The first thing you might try is to set the Anisotropy for each Image to a value higher than 1. Perhaps 2 or 3.
https://developer.playcanvas.com/en/user-manual/assets/textures/
Next, you might want to try unchecking the convert to Powers of Two feature that causes PlayCanvas to resample your imported images to dimensions that are Powers of Two. For instance, 64, 128, 256, 512 etc.
Settings / Asset Tasks / Textures POT
Uncheck this box so that your image is not resampled to a Powers of Two. Having this checked causes PlayCanvas to automatically upsample your image to nearest (but larger dimensioned) power of 2 size. Note that you’ll have to reimport an image to test this.
But doing this may not be optimal. I think having non- Power of 2 dimensioned images will disable mipmapping for those. the ideal would be to create your images from scratch with Powers of 2 dimensions at the appropriate scale.

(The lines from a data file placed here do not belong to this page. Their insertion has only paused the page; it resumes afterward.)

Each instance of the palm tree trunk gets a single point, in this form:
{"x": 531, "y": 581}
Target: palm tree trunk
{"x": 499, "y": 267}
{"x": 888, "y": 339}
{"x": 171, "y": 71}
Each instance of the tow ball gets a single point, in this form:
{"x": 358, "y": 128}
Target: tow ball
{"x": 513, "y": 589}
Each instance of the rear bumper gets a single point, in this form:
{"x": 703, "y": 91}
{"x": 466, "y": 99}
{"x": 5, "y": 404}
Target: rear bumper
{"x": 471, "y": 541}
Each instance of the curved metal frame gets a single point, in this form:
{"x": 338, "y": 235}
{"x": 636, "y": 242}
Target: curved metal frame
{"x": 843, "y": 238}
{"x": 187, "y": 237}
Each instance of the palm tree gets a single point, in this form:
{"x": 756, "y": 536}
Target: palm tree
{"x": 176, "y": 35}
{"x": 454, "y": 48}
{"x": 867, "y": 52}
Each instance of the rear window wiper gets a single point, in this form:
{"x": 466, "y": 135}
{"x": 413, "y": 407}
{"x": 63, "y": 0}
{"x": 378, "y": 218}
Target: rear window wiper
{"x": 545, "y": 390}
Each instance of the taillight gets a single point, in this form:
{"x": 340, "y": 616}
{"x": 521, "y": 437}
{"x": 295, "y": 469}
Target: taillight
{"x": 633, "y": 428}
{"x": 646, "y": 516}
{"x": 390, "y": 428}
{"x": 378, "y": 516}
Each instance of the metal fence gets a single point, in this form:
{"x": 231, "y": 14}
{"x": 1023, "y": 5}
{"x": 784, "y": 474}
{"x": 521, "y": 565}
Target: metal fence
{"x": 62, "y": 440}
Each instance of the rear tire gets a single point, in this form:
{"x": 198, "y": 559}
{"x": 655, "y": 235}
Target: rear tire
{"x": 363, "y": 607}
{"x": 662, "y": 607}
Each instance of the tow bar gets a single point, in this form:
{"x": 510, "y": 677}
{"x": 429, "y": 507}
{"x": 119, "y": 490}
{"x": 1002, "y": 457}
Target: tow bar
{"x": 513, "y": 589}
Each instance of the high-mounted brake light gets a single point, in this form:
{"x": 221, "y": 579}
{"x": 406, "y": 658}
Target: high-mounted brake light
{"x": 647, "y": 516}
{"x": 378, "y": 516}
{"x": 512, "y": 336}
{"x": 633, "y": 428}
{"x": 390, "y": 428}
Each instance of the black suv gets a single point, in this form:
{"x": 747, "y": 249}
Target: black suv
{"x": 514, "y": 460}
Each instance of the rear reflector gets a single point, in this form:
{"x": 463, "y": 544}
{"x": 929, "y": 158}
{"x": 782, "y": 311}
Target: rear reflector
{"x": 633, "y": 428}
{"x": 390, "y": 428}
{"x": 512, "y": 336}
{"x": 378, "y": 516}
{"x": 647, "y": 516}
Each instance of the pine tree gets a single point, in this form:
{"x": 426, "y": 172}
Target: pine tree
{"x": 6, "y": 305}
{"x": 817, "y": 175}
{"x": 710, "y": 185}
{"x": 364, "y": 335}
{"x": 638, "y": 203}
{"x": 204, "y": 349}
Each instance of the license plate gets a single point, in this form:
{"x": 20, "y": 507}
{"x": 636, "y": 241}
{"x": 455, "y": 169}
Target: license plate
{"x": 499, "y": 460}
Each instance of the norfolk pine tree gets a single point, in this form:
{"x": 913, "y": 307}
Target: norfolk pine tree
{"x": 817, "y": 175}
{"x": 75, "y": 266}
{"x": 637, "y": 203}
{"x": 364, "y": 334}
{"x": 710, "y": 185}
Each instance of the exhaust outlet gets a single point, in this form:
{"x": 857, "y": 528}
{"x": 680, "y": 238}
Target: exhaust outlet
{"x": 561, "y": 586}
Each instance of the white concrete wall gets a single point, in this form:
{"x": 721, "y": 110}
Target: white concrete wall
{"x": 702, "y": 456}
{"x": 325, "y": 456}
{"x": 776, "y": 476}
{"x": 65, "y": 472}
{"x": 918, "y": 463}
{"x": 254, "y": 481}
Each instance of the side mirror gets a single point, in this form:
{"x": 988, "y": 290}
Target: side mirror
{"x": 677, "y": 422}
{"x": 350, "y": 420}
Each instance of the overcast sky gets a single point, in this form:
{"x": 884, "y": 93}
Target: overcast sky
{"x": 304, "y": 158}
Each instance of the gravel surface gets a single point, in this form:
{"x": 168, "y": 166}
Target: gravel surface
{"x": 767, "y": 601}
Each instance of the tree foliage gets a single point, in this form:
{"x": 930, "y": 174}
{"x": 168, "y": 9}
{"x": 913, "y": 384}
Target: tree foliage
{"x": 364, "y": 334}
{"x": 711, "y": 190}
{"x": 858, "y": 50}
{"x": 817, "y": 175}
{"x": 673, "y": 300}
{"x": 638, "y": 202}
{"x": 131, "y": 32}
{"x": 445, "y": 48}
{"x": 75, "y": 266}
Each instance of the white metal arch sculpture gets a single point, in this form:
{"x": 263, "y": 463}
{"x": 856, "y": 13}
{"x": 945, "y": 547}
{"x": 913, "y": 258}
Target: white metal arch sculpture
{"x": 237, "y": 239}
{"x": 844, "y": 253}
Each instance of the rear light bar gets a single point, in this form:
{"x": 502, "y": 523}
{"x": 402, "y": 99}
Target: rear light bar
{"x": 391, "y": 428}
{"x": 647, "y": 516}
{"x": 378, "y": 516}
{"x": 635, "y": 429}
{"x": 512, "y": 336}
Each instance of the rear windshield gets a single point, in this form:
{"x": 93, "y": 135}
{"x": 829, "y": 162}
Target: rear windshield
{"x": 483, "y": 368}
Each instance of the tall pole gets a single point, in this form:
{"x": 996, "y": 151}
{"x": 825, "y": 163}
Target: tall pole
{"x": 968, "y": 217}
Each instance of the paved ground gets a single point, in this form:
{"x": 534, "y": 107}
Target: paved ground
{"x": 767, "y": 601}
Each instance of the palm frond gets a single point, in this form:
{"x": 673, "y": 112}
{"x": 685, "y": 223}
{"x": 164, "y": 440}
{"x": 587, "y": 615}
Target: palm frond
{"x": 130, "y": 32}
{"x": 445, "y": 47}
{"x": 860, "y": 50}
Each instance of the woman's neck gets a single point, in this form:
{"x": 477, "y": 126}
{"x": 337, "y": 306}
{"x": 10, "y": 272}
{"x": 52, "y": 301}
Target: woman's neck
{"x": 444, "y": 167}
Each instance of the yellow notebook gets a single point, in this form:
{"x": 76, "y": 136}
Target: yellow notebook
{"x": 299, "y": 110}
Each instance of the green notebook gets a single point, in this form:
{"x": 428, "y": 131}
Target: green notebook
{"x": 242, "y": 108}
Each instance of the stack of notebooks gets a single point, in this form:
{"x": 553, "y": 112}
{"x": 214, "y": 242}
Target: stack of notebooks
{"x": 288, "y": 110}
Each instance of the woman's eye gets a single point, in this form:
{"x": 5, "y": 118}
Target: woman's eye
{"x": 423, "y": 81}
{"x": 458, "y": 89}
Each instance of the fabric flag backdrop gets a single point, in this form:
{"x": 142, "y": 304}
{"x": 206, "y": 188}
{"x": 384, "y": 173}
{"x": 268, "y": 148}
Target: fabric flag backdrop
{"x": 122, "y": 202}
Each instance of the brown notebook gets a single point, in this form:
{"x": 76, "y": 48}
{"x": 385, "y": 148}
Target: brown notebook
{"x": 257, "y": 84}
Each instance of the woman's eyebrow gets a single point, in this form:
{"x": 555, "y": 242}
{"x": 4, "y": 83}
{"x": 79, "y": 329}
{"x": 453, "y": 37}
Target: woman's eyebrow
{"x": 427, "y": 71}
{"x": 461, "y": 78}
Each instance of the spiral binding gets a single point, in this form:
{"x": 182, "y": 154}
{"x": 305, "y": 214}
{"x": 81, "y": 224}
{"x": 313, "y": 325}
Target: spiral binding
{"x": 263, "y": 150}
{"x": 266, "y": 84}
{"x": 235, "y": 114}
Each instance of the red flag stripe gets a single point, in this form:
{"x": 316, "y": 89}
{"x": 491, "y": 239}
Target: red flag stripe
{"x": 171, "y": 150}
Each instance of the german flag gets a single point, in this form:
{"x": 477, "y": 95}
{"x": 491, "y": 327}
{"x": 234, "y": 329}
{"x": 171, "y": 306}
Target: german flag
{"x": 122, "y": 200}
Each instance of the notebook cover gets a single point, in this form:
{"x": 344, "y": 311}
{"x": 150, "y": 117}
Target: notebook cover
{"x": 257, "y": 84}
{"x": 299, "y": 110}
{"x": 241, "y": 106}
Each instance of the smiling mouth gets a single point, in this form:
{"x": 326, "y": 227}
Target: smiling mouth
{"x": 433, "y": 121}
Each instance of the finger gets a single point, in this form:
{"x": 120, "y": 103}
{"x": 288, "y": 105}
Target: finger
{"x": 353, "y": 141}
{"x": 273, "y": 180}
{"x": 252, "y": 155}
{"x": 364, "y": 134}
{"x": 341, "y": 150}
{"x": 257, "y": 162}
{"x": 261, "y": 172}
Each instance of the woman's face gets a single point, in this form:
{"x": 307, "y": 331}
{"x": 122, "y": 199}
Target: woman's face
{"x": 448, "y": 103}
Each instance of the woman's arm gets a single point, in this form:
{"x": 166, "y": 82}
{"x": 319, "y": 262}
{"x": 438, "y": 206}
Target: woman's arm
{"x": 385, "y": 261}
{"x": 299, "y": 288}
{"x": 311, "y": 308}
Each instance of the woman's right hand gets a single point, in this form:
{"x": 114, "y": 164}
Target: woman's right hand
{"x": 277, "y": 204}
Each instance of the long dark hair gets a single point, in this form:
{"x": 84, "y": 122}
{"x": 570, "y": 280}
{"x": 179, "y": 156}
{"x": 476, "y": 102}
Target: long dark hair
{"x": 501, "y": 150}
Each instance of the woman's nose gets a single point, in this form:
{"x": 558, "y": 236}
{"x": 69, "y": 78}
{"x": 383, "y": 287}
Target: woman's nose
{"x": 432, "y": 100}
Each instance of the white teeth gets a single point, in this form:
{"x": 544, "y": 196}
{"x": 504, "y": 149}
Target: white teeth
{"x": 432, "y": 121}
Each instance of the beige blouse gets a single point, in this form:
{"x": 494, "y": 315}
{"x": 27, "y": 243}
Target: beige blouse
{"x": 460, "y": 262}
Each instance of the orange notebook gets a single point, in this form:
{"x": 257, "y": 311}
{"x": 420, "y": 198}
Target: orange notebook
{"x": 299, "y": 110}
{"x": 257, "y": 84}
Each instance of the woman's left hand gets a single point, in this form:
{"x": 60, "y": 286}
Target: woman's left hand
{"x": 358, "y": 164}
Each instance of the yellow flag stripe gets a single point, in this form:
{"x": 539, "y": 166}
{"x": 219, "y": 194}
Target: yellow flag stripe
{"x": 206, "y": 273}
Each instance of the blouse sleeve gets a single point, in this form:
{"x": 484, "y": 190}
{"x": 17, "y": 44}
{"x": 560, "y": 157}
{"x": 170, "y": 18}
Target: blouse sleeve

From Max ([SOLVED] Recommended Image Size & Type for Skybox/Cubemap?)
In WebGL in order to get mipmaps generated and have good textures quality, webgl needs to use power of two resolution, which is: 2, 4, 8, 16, 32, 64, 128, 256, 512, 1024, 2048, 4096, 8192, etc.
By default uploaded textures will be resized to PoT resolution. CubeMap wont work if it is not PoT resolution.
So yes, you want to upload PoT textures to preserve best quality.
If it were me, I’d seriously consider (or at least experiment with) using text elements and not images. Or perhaps even 3D objects. That way the text gets rendered optimally and you don’t have to worry about pixels getting re-sampled.
I have no clue regarding the overlap unless, perhaps the images are offset from the board by a significant degree.